Patients who had a significant cataract and completed at least 12 months of follow-up after phacoemulsification were included. Cataract surgery was indicated if it affected patient’s daily life or preventing complete if lens opacity affected patient’s daily life or prevented complete fundus exam. patients who had no ocular involvement and had cataract surgey before infliximab treatment, and patients with incomplete follow-up were excluded from the study. In all patients, ocular inflammation had been suppressed at least 3 months before surgery. In each instance, cataract surgery was timed to be performed within a week of infliximab infusion. Systemic medications were maintained. To dilate the pupil, phenylephrine (2.5%) and cyclopentolate (1%) were used every 15 minutes for 1 hour before surgery (3 doses each). Posterior synechias were released by synechiolysis with viscoelastic material or iris hooks. All patients underwent phacoemulsification with the implantation of PCIOL in the usual manner through a 2.8-mm corneal incision. At the end of the surgery, subconjunctival injection of 4 mg dexamethasone and 20 mg gentamicin was used. None of the eyes needed intracameral or intravitreal steroids. Postoperatively, topical prednisone acetate drops (1%) were used hourly for 3 days, every 3 hours for 1 week, 4 times daily for 1 week, and then tapered off. The frequency of topical steroid application was increased, and topical mydriatics were added when inflammatory reaction increased. Systemic medications were continued including regular infliximab infusions.

Statistical methods

Data were collected and stored in a spreadsheet using Microsoft Excel 2007.® Visual acuity was converted from Snellen value to the logarithm of the minimum angle of resolution (logMAR) for analysis. After data cleaning, the analysis was carried out using SPSS version 19.0 (IBM Inc., Chicago, Illinois, USA). Descriptive statistics including means and standard deviations were calculated to describe continuous variables, while categorical variables were expressed as frequency and percent. The pre- and post-intervention means were compared using Wilcoxon signed-rank tests. Statistical significance was defined as P<.05.

RESULTS

The follow-up period after initiation of infliximab therapy ranged from 12 to 112 months with a mean (SD) of 44.1 (36.5) months, and the number of infliximab infusions ranged from 8 to 51 with a mean of 21.6 (14.6).

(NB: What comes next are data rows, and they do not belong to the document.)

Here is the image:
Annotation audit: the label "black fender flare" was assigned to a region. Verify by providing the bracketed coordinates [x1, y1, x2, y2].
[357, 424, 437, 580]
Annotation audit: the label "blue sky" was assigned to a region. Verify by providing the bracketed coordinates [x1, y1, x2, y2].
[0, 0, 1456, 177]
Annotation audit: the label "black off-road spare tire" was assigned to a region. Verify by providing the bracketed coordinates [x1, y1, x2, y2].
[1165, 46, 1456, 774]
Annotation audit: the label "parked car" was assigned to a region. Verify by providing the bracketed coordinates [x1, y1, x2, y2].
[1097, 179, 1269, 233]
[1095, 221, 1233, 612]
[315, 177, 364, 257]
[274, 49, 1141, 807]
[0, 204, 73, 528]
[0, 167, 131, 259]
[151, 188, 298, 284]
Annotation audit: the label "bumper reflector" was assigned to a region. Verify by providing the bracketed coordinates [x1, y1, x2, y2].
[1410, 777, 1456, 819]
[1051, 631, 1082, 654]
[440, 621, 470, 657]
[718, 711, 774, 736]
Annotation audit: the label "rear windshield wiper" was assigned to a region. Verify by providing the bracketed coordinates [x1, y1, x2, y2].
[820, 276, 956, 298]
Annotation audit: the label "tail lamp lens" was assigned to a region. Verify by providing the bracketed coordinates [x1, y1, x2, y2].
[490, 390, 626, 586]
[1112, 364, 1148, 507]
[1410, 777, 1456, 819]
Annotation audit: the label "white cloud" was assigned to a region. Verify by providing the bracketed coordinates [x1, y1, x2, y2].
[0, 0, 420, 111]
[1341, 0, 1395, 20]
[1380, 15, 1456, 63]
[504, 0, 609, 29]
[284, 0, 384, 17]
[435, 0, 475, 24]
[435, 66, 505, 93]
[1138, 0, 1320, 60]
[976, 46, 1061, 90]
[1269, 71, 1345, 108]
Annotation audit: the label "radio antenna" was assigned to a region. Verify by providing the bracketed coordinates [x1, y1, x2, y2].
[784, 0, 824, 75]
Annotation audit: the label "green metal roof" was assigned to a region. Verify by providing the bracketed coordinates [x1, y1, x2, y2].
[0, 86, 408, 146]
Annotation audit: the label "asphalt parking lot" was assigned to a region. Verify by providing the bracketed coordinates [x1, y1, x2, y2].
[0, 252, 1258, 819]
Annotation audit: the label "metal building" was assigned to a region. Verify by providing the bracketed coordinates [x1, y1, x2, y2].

Cataract, as an ocular complication, was encountered during the follow-up period in 15 of the 38 eyes (39%). Of these, 9 eyes (6 patients; 5 males and 1 female) developed visually significant cataract and underwent phacoemulsification with PCIOL. The mean (SD) duration from presentation to cataract surgery was 29.8 (20.6) months (range, 8–72 months), while the age at surgery was 26.2 (6.6) years (range, 16–35 years). The mean number of infliximab infusions before cataract surgery was 14 (8.7) (range, 3–30) and the mean follow-up period of 29.4 (21) months (range, 6–84 months) before surgery.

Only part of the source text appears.